1414 Jérôme

Discovery
- Discovered by: L. Boyer
- Discovery site: Algiers Obs.
- Discovery date: 12 February 1937

Designations
- Named after: Jérôme Boyer (father of discoverer)
- Alternative designations: 1937 CE · 1951 EO_{1}
- Minor planet category: main-belt · (middle) Dora

Orbital characteristics
- Epoch 16 February 2017 (JD 2457800.5)
- Uncertainty parameter 0
- Observation arc: 79.34 yr (28,979 days)
- Aphelion: 3.2338 AU
- Perihelion: 2.3351 AU
- Semi-major axis: 2.7844 AU
- Eccentricity: 0.1614
- Orbital period (sidereal): 4.65 yr (1,697 days)
- Mean anomaly: 67.505°
- Mean motion: 0° 12^{m} 43.56^{s} / day
- Inclination: 8.8558°
- Longitude of ascending node: 143.76°
- Argument of perihelion: 2.7504°

Physical characteristics
- Dimensions: 15.105±0.453 km 17.24 km (IRAS:4)
- Geometric albedo: 0.054±0.014 0.0652±0.011 (IRAS:4)
- Spectral type: SMASS = Ch
- Absolute magnitude (H): 13.1

= 1414 Jérôme =

Main-belt asteroid

1414 Jérôme, provisional designation , is a carbonaceous Dorian asteroid from the central region of the asteroid belt, approximately 16 kilometers in diameter. It was discovered on 12 February 1937 by, French astronomer Louis Boyer at Algiers Observatory, Algeria, in northern Africa, and named after his father Jérôme Boyer.

== Orbit and classification ==

Jérôme is a member of the Dora family (FIN: 512), a well-established central asteroid family of more than 1,200 carbonaceous asteroids. The family's namesake is 668 Dora. It is alternatively known as the "Zhongolovich family", named after its presumably largest member 1734 Zhongolovich. The Dora family may also contain a subfamily.

Jérôme orbits the Sun in the middle main-belt at a distance of 2.3–3.2 AU once every 4 years and 8 months (1,697 days). Its orbit has an eccentricity of 0.16 and an inclination of 9° with respect to the ecliptic. The body's observation arc starts with its official discovery observation, as no precoveries were taken and no prior identifications were made.

== Physical characteristics ==

Jérôme is a dark C-type asteroid, classified as a hydrated Ch-subtype in the SMASS classification scheme.

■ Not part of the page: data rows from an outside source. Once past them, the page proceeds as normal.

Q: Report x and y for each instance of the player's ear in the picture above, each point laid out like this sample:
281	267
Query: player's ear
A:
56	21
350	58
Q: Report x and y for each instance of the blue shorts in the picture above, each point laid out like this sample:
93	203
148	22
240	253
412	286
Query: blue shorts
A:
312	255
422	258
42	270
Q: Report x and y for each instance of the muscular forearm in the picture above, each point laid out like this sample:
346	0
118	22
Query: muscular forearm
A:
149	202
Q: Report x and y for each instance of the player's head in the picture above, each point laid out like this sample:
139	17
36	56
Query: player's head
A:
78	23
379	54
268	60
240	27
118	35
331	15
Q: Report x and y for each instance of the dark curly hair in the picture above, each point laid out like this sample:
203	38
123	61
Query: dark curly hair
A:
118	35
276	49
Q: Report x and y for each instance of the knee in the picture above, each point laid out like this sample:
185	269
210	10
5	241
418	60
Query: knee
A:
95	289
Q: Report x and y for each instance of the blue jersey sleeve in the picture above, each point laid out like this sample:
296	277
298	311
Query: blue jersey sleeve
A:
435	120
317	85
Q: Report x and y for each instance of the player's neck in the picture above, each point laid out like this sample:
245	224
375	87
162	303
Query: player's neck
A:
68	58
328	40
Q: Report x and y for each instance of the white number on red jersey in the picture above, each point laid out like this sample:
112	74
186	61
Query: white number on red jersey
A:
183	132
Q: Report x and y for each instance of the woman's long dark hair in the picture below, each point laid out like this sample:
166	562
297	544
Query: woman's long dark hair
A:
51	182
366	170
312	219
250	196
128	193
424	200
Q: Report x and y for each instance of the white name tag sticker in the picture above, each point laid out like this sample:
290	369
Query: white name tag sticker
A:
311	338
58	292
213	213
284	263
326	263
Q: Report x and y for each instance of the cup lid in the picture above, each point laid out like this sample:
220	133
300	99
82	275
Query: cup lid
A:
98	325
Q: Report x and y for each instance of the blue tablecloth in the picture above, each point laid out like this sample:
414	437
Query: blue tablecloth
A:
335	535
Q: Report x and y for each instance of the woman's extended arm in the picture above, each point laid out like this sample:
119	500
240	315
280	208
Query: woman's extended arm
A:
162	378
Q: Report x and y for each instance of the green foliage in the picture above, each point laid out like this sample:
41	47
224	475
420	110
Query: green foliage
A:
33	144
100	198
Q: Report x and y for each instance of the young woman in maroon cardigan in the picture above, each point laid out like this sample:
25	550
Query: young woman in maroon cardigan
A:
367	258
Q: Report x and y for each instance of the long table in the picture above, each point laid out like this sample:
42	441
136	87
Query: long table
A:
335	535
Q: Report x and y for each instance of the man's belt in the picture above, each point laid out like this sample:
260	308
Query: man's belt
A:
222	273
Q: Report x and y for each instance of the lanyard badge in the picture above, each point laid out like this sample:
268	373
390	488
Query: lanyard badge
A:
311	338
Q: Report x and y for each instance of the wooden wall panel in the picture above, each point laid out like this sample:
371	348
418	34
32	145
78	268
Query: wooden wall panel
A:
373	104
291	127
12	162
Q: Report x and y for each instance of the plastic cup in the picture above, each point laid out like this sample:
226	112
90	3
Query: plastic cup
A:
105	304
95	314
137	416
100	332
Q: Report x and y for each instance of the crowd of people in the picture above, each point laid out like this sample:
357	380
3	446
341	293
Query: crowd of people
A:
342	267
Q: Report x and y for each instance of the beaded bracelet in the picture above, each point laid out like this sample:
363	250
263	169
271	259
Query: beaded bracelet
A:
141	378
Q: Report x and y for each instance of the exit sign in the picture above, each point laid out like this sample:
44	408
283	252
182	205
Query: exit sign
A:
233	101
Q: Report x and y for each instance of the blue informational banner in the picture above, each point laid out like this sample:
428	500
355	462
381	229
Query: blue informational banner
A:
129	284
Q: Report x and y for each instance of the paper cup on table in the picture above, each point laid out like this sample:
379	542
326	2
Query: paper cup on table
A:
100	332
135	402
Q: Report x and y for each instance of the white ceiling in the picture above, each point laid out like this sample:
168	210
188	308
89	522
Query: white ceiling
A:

According to the surveys carried out by the Infrared Astronomical Satellite IRAS and NASA's Wide-field Infrared Survey Explorer with its subsequent NEOWISE mission, Jérôme measures 15.1 and 17.2 kilometers in diameter, and its surface has an albedo of 0.065 and 0.054, respectively. It has an absolute magnitude of 13.1.

=== Lightcurves ===

As of 2017, Jérômes rotation period, spin axis and shape remains unknown.

== Naming ==

This minor planet was named by the discoverer in honour of his father, Jérôme Boyer. Naming citation was first mentioned in The Names of the Minor Planets by Paul Herget in 1955 (H 128).